DAAD Scholarship 1968–1970
The list of his worldwide awards and prizes seems endless – one of the more recent major awards is the Grammy for the Best Classical Compendium in 2013. Krysztof Penderecki is considered one of the leading contemporary composers and the most important representative of Polish music. Born in Debica, 130 kilometres east of Kraków, in 1933, he discovered the world of music from early on: his father, an enthusiastic violinist, arranged violin and piano lessons for the son at an early age.
I tried to escape dry sound, I found it too confined.
In 1954 Penderecki decided to take up composition lessons at the Academy of Music in Kraków to ensure a more focused musical development. His teachers were Stanislaw Skolyszewski and Artur Malawski. Malawski taught numerous distinguished composers and conductors over the years. In addition to his musical career, the young Penderecki also took up a degree course in philosophy, art, and history of literature at Kraków University, which he completed successfully in 1958.
At that time he was already celebrating his first musical successes. In Warsaw in 1959, at the second competition for young Polish composers, all three prizes went to Penderecki for his works Strophes, Emanations and Psalms of David. Three years later, with a number of unusual works such as Fluoresences, his international reputation was firmly established.
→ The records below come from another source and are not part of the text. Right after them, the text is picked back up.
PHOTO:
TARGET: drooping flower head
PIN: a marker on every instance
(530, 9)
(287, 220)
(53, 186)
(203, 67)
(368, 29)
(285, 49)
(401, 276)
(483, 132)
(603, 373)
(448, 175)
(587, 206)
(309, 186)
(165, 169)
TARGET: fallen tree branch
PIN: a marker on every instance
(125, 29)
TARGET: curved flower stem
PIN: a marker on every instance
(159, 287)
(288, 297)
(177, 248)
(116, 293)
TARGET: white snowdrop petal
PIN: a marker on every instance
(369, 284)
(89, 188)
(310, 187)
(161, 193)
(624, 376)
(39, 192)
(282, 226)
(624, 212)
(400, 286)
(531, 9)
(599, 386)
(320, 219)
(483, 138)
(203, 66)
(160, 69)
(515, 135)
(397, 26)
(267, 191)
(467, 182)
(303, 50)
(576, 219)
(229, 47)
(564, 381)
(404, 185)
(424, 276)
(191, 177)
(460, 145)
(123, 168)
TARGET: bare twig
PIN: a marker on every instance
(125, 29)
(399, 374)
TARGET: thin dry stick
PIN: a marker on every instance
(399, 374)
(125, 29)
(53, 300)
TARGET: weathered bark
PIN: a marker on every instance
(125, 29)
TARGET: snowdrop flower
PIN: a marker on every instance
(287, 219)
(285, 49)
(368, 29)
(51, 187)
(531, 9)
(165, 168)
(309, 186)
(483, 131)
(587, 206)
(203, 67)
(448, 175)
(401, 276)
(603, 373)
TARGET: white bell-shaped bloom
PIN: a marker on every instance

Penderecki impressed audiences with the unusual tools he used in his compositions. "I was prepared to use any means. The music was very direct." Direct in the sense that it was accessible to everybody. In Fluoresences he used a steel panel to imitate the sound of thunder. Other tools were a typewriter and a siren.
By producing sounds in an utterly unconventional way he even made traditional instruments sound unfamiliar. "I was looking for a richer sound. I wanted to use the full potential of a big orchestra. I tried to get away from the dry sound, which I found too confined." His final breakthrough came with the premiere of the St. Luke Passion in Münster in 1966. "It is not important to me how the St. Luke Passion is described, whether traditional or avant-garde. For me it is simply genuine. And this must suffice."
Between 1968 and 1970 Penderecki took up a DAAD scholarship to study composition in Berlin. The following years were successful, too. Some of his expressive compositions were adapted for film classics such as The Exorcist and The Shining – and he also received awards for his film music. However, Penderecki also committed himself to the role of mediator between Germany and Poland, two neighbours with a difficult past. He began working with young musicians, trying to foster tolerance through music. However, he is aware that: "In theory, music is a very good way of promoting mutual understanding. But music cannot stop war. I no longer believe that music can bring peace to the world. It may, perhaps, make the world a slightly better place."